Science, robots and the students who designed them took center stage Tuesday at the State House as Governor Paul LePage awarded the first ever Governor's Promising STEM Youth Awards.
The recipients included three robotics teams that participated in a national competition, a student who will be representing Maine at the National Youth Science Camp and students from Falmouth who represented the state in a national science competition.
"You will be the people who build our bridges, design our buildings, solve our energy needs, run our computer networks. You're going to be the teachers of the 21st century," LePage told the students. "You are the future of this State."
The event was designed to promote STEM education (science, technology, engineering and mathematics) and to raise post-high school aspirations for students. Education Commissioner Stephen Bowen, who also spoke at the event, said all of the students and programs represented at the State House Tuesday are examples of learner-centered instructional programs that provide multiple pathways for learning.
Three teams brought their robots to the event, and Governor LePage was able to spend time with the students before the ceremony, asking them about their projects and their future plans.
As part of the LePage Administration's education agenda, Governor LePage has emphasized the importance of our students acquiring STEM skills. Experts say these skills are vital in the 21st century and critical to our economic prosperity. Research shows that STEM skills are transferable and needed in every job sector.
Governor LePage presented awards to three robotics teams that participated in the FIRST Robotics World Championship in St. Louis in April:
* "SMART" robotics team from Spruce Mountain High School in RSU 36 (Jay-Livermore Falls);
* "Sunnyside Up" robotics team from the elementary/middle schools in RSU 9, Farmington;
* "Infinite Loop" robotics team from Messalonskee High School, RSU 18, Oakland
Gail Bickford of Maine Robotics, which organizes robotics teams throughout the state, joined the Governor in presenting the awards. Maine had a disproportionately high number of teams qualify for the national competition, a reflection of the growth in popularity and support for the program across the state.

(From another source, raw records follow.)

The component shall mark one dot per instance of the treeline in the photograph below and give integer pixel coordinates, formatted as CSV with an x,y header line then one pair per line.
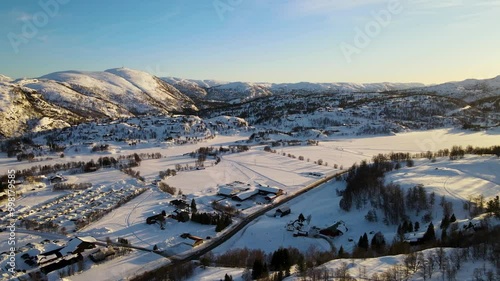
x,y
482,246
221,221
269,266
71,186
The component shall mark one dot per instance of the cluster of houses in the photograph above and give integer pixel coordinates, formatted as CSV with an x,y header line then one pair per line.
x,y
181,213
241,192
76,206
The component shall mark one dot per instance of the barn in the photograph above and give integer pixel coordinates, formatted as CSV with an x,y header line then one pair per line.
x,y
282,211
245,195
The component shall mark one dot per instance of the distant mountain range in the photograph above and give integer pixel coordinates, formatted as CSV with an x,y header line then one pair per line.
x,y
69,97
236,92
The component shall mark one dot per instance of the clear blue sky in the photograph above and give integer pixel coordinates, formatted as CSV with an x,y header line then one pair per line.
x,y
427,41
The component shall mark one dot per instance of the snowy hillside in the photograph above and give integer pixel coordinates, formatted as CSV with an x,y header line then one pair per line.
x,y
235,92
22,111
4,78
74,96
469,90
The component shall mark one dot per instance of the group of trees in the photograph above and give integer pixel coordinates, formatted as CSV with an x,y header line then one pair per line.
x,y
167,173
133,173
221,221
167,188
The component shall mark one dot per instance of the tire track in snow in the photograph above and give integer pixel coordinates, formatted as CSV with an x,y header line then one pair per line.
x,y
133,209
252,170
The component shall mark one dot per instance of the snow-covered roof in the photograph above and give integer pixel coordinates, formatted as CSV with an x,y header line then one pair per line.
x,y
227,191
74,243
269,189
88,239
247,194
283,209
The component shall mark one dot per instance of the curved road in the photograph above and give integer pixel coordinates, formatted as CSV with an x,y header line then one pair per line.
x,y
176,260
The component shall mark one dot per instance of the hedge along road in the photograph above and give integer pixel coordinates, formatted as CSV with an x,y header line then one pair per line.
x,y
178,260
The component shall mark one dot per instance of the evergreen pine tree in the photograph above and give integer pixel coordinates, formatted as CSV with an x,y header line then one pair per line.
x,y
430,235
453,218
193,206
445,222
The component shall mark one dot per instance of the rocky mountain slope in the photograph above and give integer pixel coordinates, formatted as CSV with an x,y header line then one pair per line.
x,y
69,97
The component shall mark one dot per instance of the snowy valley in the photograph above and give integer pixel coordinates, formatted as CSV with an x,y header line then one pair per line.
x,y
140,177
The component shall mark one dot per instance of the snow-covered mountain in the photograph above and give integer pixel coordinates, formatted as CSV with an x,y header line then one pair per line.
x,y
4,78
235,92
72,96
469,90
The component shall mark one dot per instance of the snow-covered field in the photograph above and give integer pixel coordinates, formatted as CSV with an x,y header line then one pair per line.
x,y
455,180
348,150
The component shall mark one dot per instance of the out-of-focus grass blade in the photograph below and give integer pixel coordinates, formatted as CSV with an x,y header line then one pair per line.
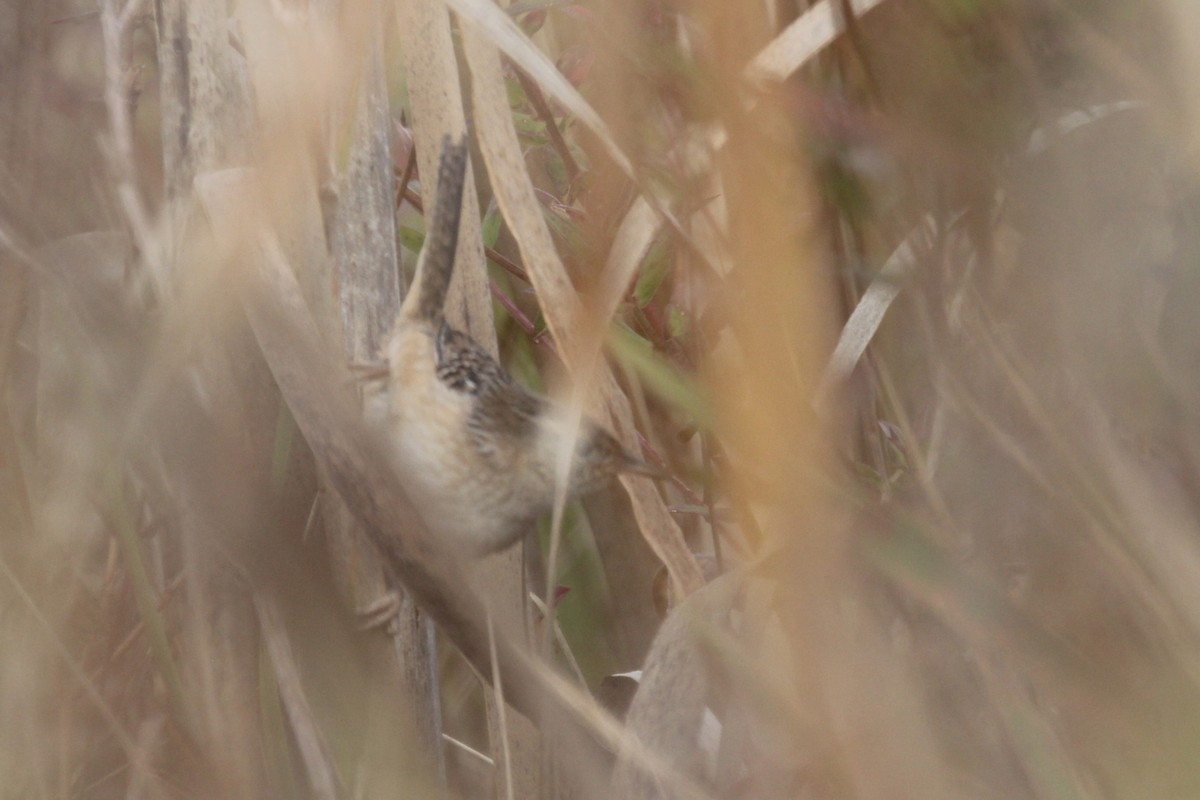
x,y
508,36
411,239
811,31
281,453
659,374
148,603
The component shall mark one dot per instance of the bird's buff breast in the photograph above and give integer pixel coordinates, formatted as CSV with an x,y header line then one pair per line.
x,y
455,493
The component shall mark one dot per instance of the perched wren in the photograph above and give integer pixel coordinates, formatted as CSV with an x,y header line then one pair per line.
x,y
477,451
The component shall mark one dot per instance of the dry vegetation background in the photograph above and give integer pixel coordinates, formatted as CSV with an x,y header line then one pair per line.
x,y
901,293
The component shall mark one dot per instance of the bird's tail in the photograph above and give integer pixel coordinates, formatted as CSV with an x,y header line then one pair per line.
x,y
435,266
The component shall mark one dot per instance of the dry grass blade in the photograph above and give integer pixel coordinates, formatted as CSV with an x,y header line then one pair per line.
x,y
310,741
433,86
811,32
576,330
499,28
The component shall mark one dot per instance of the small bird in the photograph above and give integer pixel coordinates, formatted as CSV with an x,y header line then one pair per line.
x,y
475,450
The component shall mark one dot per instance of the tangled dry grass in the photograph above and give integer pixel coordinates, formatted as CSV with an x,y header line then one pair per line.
x,y
900,293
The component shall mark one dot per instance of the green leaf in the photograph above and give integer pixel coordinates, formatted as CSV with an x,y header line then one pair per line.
x,y
661,377
411,239
492,221
658,265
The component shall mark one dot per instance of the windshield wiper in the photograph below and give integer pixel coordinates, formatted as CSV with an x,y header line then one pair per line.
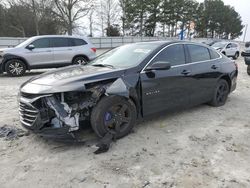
x,y
103,65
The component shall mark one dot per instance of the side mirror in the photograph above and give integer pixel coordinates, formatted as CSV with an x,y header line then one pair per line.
x,y
245,54
160,65
31,47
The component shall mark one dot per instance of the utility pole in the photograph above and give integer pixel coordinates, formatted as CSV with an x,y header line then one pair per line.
x,y
246,26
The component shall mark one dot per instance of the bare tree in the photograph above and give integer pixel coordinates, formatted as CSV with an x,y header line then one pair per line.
x,y
70,11
109,13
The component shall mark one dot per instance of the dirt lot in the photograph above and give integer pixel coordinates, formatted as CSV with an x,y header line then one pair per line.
x,y
200,147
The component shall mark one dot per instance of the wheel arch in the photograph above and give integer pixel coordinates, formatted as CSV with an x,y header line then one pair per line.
x,y
228,79
80,55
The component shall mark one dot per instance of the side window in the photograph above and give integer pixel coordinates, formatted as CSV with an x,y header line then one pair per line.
x,y
213,54
59,42
79,42
173,54
41,43
198,53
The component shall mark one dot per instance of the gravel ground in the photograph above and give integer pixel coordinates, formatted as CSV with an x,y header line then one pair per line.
x,y
199,147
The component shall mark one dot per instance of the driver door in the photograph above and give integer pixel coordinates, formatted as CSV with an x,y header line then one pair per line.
x,y
166,89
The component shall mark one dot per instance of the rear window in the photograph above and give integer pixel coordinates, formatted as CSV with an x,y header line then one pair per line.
x,y
213,54
59,42
79,42
198,53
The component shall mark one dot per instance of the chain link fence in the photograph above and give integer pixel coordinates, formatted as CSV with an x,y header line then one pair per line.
x,y
99,42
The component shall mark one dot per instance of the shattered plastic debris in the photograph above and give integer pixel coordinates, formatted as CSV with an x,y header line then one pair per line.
x,y
104,143
11,132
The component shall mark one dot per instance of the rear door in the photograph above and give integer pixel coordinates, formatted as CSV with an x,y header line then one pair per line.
x,y
41,55
63,50
205,72
166,89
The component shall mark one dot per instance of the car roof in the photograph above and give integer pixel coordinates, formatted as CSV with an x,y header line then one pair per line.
x,y
57,36
167,42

Two other teams -- from Mount Desert Island and from South Portland -- were unable to attend the awards ceremony.
The Governor also recognized Taylor Rogers, of Dixmont. She and Ma Wei Feng of Portland, who could not attend, will participate in the National Youth Science Camp in West Virginia this summer.

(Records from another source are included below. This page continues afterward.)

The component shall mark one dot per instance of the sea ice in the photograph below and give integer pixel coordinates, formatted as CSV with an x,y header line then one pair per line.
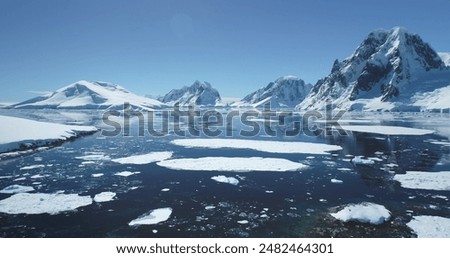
x,y
13,189
364,212
227,180
126,173
386,130
39,203
430,226
152,217
104,197
424,180
227,164
145,158
264,146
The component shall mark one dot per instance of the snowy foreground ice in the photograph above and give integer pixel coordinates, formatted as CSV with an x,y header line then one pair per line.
x,y
145,158
386,130
264,146
38,203
425,180
227,180
430,226
227,164
364,212
16,131
152,217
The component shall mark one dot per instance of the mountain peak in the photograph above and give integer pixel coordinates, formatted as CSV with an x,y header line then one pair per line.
x,y
199,93
383,65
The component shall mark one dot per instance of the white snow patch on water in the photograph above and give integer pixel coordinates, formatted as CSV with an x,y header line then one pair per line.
x,y
364,212
361,161
264,146
13,189
387,130
336,181
227,164
104,197
145,158
430,226
425,180
32,167
152,217
39,203
94,157
126,173
226,180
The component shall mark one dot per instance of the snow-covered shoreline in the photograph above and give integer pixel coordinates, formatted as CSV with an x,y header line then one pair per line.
x,y
22,134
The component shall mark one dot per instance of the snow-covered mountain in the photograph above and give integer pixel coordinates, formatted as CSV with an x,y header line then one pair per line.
x,y
199,93
286,91
386,70
90,95
445,58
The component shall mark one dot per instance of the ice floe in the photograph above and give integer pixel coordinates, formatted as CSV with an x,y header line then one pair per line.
x,y
126,173
152,217
32,167
264,146
145,158
361,161
104,197
386,130
39,203
364,212
234,164
227,180
34,132
430,226
424,180
13,189
94,157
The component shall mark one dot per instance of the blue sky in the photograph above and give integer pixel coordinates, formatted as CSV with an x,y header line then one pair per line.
x,y
150,47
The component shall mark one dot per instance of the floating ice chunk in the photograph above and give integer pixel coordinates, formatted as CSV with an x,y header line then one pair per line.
x,y
336,181
104,197
145,158
13,189
126,173
265,146
425,180
387,130
364,212
152,217
39,203
94,157
32,167
430,226
227,164
224,179
360,160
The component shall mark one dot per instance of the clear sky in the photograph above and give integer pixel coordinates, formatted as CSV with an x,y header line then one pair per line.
x,y
152,46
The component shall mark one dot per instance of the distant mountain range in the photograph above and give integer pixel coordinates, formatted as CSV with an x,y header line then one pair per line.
x,y
391,70
199,94
90,95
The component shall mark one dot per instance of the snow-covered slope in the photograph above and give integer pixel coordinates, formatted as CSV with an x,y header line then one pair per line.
x,y
445,57
286,91
18,133
384,72
199,93
90,95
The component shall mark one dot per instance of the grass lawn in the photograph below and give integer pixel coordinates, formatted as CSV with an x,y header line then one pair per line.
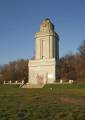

The final award of the morning was presented by the Governor and Rich Grich of the Manufacturers Association of Maine to the Real World Design Challenge team from Falmouth High School. The team, "The Paper Planes" competed in April at the national competition in Washington, D.C. In the competition, student teams were asked to address a challenge that confronts the nation's leading industries. Students use professional engineering software to develop solutions and develop presentations to demonstrate the value of their solutions.
The Real World Design Challenge emphasizes partnerships among industry, government, academia and the non-profit sector. The Manufacturers Association co-coordinated this year's challenge with the Maine Department of Education and will be taking it on solo next year. Representatives of Pratt & Whitney, which lends financial support to the program, were also on hand for the event.